Uncommon Case: Kidney Cancer Metastasis Disguised as Breast Lesion

A recent case study has revealed an unusual instance of kidney cancer metastasizing to breast tissue, challenging traditional understandings of renal cell carcinoma (RCC) spread. On July 28, 2025, Dr. Aman Saswat Sahoo, a fourth-year medical student at the University of Central Lancashire’s School of Medicine and Dentistry, along with his colleagues, published details of a 54-year-old female patient who exhibited a 6-mm breast nodule detected during a routine mammogram. This nodule, initially presumed benign, was later confirmed through histopathology as a metastatic lesion from previously diagnosed RCC.
The patient had undergone a radical nephrectomy three years earlier for RCC, after which she had no chemotherapy. Regular follow-up CT imaging had not indicated any abnormalities; however, a recent routine CT scan identified a 4-mm lesion in the lower outer quadrant of the right breast. Notably, this lesion was absent on a mammogram conducted four years prior. The clinical examination showed no palpable abnormalities, and subsequent mammography confirmed the presence of a 6-mm nodule in the right breast, which was later evaluated through ultrasound imaging.
The ultrasound indicated a solid nodule measuring 5 mm, and a core biopsy was performed. Initial histopathological evaluation suggested an inflammatory lesion characterized by clear cytoplasm and macrophages. Further immunohistochemical tests revealed positive results for PAX8, CD10, and MNF116 markers, confirming the diagnosis of metastatic renal cell carcinoma in the breast.
Dr. Saswat Sahoo emphasized the importance of thorough diagnostic evaluations in patients with a history of RCC. “The rarity of breast metastasis from RCC, with fewer than 60 documented cases in the literature, underscores the need for heightened awareness and further research,” he stated.
In discussing the implications of this case, Dr.

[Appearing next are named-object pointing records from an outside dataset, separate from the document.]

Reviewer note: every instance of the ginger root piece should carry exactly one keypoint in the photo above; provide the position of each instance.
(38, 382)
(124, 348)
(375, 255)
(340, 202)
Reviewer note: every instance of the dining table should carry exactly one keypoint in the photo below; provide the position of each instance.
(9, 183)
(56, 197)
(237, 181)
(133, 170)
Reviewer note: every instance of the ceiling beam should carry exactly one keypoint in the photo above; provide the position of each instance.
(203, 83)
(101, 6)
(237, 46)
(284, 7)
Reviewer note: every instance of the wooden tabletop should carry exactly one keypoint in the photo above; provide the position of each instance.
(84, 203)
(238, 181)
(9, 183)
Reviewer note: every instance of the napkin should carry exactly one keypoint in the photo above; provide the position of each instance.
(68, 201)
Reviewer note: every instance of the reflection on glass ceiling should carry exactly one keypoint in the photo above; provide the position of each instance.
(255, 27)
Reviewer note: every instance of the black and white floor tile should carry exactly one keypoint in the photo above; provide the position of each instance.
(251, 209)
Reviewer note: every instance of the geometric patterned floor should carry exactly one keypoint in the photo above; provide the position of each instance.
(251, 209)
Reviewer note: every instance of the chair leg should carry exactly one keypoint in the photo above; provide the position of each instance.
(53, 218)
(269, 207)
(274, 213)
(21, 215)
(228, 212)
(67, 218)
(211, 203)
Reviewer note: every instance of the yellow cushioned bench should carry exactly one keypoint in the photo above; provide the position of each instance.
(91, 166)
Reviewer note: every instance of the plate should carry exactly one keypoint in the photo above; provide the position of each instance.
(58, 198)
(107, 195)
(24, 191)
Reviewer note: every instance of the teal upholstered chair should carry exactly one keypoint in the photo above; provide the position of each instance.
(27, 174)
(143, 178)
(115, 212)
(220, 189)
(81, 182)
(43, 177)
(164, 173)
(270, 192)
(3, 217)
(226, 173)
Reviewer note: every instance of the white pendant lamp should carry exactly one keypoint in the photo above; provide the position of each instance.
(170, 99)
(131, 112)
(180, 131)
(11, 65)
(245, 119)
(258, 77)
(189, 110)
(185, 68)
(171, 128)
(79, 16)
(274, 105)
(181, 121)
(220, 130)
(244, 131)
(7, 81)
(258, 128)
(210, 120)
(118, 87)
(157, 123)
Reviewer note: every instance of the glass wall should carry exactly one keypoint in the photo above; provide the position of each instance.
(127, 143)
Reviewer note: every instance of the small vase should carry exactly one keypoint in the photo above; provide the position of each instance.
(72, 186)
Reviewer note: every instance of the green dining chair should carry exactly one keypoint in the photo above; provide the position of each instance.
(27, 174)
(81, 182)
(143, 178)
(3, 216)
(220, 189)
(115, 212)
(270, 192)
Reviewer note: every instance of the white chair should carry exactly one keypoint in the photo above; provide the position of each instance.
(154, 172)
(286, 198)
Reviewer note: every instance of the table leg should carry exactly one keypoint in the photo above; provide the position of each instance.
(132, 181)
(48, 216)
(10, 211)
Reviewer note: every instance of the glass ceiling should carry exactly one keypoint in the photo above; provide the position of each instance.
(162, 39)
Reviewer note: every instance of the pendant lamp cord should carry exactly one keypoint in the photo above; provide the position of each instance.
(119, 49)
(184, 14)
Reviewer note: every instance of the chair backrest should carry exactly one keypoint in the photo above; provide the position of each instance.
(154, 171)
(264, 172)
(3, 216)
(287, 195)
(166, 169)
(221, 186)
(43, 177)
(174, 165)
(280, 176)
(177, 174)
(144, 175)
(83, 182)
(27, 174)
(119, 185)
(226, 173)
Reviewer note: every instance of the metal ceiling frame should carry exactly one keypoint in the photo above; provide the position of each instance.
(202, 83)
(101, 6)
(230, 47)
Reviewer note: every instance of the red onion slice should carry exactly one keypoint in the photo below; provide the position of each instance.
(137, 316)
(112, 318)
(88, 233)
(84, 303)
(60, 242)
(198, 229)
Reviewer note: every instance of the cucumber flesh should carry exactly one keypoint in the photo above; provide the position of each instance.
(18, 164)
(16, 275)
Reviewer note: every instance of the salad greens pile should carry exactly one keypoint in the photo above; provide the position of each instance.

Rebecca Allen, an oncologist at the Royal Marsden NHS Foundation Trust, noted that RCC typically spreads hematogenously and that breast metastasis is exceedingly rare. “While the risk of recurrence is highest within the first two years post-treatment, metastases to unusual sites like the breast can occur even years later,” she explained, referencing a 2021 study published in the Journal of Clinical Oncology that outlined similar unexpected metastatic routes (Smith et al., 2021).
The surgical approach for this patient involved a wide local excision of the lesion, employing a radiofrequency identification tag to accurately locate the nodule. Postoperative results confirmed the presence of a 5-mm well-circumscribed metastatic RCC without any other significant findings such as vascular invasion or in situ carcinomas. No systemic therapy was pursued, given the patient's specific circumstances.
This case not only highlights the complexity of diagnosing metastatic lesions but also the need for ongoing education and research in oncology. As Dr. John Michaels, a cancer researcher at the University of California, San Francisco, pointed out, “There is a significant gap in the literature regarding optimal treatment strategies for RCC metastasis to atypical sites, which calls for further investigation.”
In conclusion, this clinical case serves as a critical reminder of the potential for renal cell carcinoma to manifest in rare and unexpected ways, prompting healthcare professionals to remain vigilant in their diagnostic processes. The authors advocate for further studies to elucidate the mechanisms behind such metastases and to develop comprehensive management strategies for affected patients. As the field of oncology continues to evolve, understanding these atypical presentations will be essential for improving patient outcomes and treatment efficacy.